Однообразие домашней жизни нарушалось приездами родителей матери из Екатеринослава. Дед был в то время очень богат и приезжал обыкновенно для участия в торгах на казенные подряды и поставки. Предлагаемые соревнователями цены и прочие условия подавались в запечатанных конвертах, и, насколько я помню, из опасения продешевить деду (руководил выработкой условий отец) ни разу поставки получить не удалось. Дед и бабка столь же были разны, как и родители, но она была недоверчива, неблагожелательна, зятя очень высоко ценила, считая его умнейшим человеком. А дед, высокий, благообразный старик, был импульсивен и щедр, поэтому для внуков его приезд бывал праздником. Но больше разнообразия вносили настоящие праздники, сопровождавшиеся, за исключением Судного дня, появлением на столе разных вкусных вещей. В Судный день Одесса замирала, жизнь останавливалась, весь день евреи и замужние еврейки проводили, постясь, в синагоге.

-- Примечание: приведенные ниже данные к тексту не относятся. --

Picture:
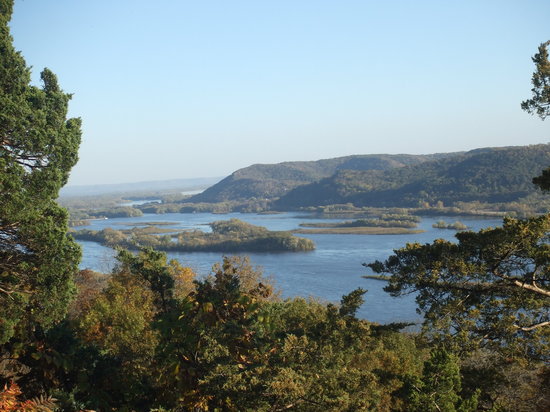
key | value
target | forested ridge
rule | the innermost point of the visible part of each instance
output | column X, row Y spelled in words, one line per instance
column 268, row 181
column 489, row 175
column 151, row 335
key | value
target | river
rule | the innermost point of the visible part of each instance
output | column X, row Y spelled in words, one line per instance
column 332, row 270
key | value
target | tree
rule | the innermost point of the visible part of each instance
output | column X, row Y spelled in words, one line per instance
column 38, row 147
column 491, row 289
column 540, row 102
column 439, row 387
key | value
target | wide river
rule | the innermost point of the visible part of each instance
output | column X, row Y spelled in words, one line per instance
column 332, row 270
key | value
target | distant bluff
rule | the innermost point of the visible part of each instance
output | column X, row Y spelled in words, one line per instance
column 271, row 181
column 489, row 175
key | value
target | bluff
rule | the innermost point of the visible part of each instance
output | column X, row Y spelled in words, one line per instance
column 270, row 181
column 487, row 175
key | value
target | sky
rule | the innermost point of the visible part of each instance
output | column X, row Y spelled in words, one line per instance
column 176, row 89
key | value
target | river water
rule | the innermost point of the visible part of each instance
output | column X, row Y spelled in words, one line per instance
column 332, row 270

Нижний этаж нашего дома состоял из двух квартир, занимаемых двумя сестрами отца, вдовами. У старшей, мнившей себя аристократкой, была единственная дочь, так и не дождавшаяся приличествующего ей, по мнению матери, жениха. Судный день мы, дети, и проводили с этой кузиной и жестоко били себя по ритуалу кулаком в грудь, умоляя Бога, в последний момент перед припечатанием судьбы на предстоящий год, о прощении содеянных грехов и даровании милости. Судному дню предшествовал явный пережиток жертвоприношения: все члены семьи, вертя над головой связанного петуха (женщины курицу), просили Бога обрушить на птицу наказания за прегрешения молящегося, а затем куры раздавались бедным или же раздача заменялась деньгами соответственно их стоимости, а куры служили основанием для необычайно жирного бульона, подаваемого вечером после поста.
Лет с восьми отец стал брать нас с собой в синагогу на наиболее торжественные моменты. Там у него, как у старшины, было почетное место, чем мы очень гордились. Эти торжественные моменты Судного дня оставляли глубокое, гнетущее впечатление: надрывно-напевное причитание мужчин в цилиндрах, падающие с хоров, где помещались женщины, громкие вопли, иногда разрешавшиеся истерикой, сопровождали чудесное пение хора с покрывающим его великолепным, бравурным тенором кантора, и в еврейском синагогальном песнопении мне всегда слышалась мольба покорная, но и мятежная, возбуждающая в душе вопрос: за что и почему?